Luke's want is to be a hero. He's a dirt farmer on a dead end world. He's bored. Adventure calls, but he is naive, impatient, and romantic. He wants to rescue a princess. His need is for discipline, which he repeatedly resists -- at considerable cost. He finally submits himself to the discipline of the force and triumphs. In the way of series, though, he had the same problem in the next movie when he flies of to paint the fence with Mr. Miyagi.

Mark Baker‭ wrote almost 4 years ago

This is the reckless young knight story and it occurs over and over again in literature down through the ages. The theme is romance vs discipline. It is a universal theme. Karate Kid. The Sword in the Stone. Star Wars.

Mark Baker‭ wrote almost 4 years ago · edited almost 4 years ago

Lord of the Rings is a meditation on the nature of temptation. Every character of note is tempted in some way, and each responds differently. Tom Bombadil is the prelapsarian figure not tempted by the power of the Ring. (That is why he's important.) Everyone else is either corrupted by it, wise enough to refuse it, or pure enough to resist it (Sam). The moral problem for every character is to resist the glamour of the ring.

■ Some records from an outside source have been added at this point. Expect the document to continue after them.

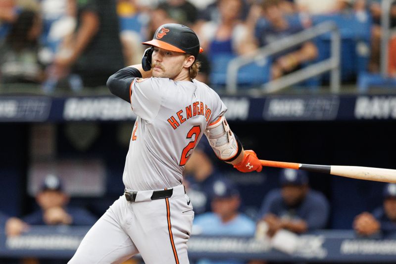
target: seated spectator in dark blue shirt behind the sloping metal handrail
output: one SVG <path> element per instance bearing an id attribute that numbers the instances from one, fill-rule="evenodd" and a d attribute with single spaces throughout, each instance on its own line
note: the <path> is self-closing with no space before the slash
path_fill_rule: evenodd
<path id="1" fill-rule="evenodd" d="M 266 0 L 261 5 L 264 16 L 258 18 L 255 26 L 255 36 L 261 47 L 293 35 L 303 30 L 304 26 L 309 25 L 307 21 L 301 20 L 300 17 L 287 17 L 279 3 L 280 0 Z M 297 48 L 278 53 L 273 58 L 272 79 L 296 70 L 304 63 L 314 60 L 317 56 L 317 47 L 312 42 L 305 42 Z"/>

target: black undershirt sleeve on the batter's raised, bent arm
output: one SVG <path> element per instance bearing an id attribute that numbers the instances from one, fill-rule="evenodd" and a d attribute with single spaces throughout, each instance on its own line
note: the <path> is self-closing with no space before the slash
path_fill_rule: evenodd
<path id="1" fill-rule="evenodd" d="M 125 67 L 111 75 L 106 85 L 113 95 L 131 103 L 129 89 L 135 78 L 142 78 L 142 73 L 137 68 Z"/>

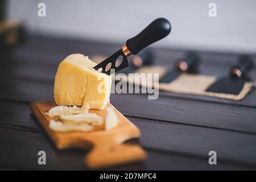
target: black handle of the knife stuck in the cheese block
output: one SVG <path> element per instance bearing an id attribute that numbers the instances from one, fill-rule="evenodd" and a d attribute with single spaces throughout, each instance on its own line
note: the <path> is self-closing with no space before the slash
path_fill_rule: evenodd
<path id="1" fill-rule="evenodd" d="M 126 46 L 133 55 L 136 55 L 143 48 L 165 38 L 170 32 L 171 23 L 167 19 L 158 18 L 150 23 L 141 33 L 126 40 Z"/>

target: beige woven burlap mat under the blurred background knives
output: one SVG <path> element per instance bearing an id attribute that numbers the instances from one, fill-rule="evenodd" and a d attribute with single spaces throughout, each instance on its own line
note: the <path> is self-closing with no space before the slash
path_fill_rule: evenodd
<path id="1" fill-rule="evenodd" d="M 158 66 L 142 67 L 139 68 L 135 73 L 159 73 L 159 78 L 166 73 L 166 68 Z M 115 76 L 115 80 L 127 81 L 133 84 L 139 84 L 141 86 L 147 87 L 148 84 L 152 85 L 152 82 L 148 82 L 145 78 L 134 79 L 134 77 L 126 77 L 122 75 Z M 174 93 L 184 93 L 184 94 L 196 94 L 200 96 L 210 96 L 225 98 L 229 100 L 242 100 L 245 96 L 256 86 L 253 82 L 246 82 L 241 90 L 240 94 L 225 94 L 225 93 L 214 93 L 214 92 L 205 92 L 205 90 L 216 81 L 214 76 L 205 76 L 205 75 L 193 75 L 188 73 L 183 73 L 176 80 L 170 83 L 155 83 L 153 80 L 154 87 L 158 87 L 159 90 L 164 90 L 167 92 Z"/>

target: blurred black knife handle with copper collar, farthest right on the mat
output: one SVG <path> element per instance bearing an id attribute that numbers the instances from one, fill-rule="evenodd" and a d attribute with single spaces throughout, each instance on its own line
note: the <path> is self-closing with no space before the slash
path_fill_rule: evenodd
<path id="1" fill-rule="evenodd" d="M 251 59 L 250 56 L 242 55 L 238 60 L 238 64 L 233 65 L 230 68 L 229 73 L 230 73 L 230 76 L 232 77 L 245 78 L 248 72 L 251 71 L 251 69 L 253 69 L 253 67 L 254 67 L 253 59 Z"/>

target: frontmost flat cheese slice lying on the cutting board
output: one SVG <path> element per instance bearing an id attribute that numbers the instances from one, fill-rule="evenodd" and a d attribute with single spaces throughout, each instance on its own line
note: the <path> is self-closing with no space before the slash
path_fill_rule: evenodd
<path id="1" fill-rule="evenodd" d="M 95 113 L 60 115 L 60 120 L 63 123 L 68 123 L 73 125 L 88 123 L 88 124 L 91 124 L 92 126 L 100 126 L 103 124 L 103 118 Z"/>

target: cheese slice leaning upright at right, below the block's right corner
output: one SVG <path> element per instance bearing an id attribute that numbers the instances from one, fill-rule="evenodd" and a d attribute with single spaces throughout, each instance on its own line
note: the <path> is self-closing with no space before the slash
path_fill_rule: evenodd
<path id="1" fill-rule="evenodd" d="M 107 107 L 107 115 L 105 118 L 105 130 L 111 130 L 117 126 L 119 119 L 117 114 L 115 114 L 115 110 L 112 107 Z"/>

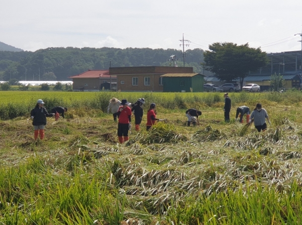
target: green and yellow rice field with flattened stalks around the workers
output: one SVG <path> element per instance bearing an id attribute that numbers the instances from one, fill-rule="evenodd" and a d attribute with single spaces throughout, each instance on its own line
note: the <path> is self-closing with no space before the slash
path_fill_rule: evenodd
<path id="1" fill-rule="evenodd" d="M 2 224 L 301 224 L 301 92 L 0 92 Z M 158 106 L 158 123 L 117 143 L 109 99 Z M 34 142 L 37 99 L 68 108 Z M 262 103 L 272 125 L 256 132 L 236 108 Z M 187 127 L 187 108 L 202 111 Z M 105 113 L 104 113 L 105 112 Z M 134 119 L 132 121 L 134 128 Z"/>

DPT‭ wrote almost 4 years ago

@MarkBaker I'm not sure why you left these comments? You've provided an answer above and presumably can expand there if you have more to say about things. Perhaps these comments are not intended as 'schooling' but ... FWIW they do come across that way.

Mark Baker‭ wrote almost 4 years ago

@DPT That was not my intention. The extreme character limits for comment for one to be more abrupt that one would like. My apologies.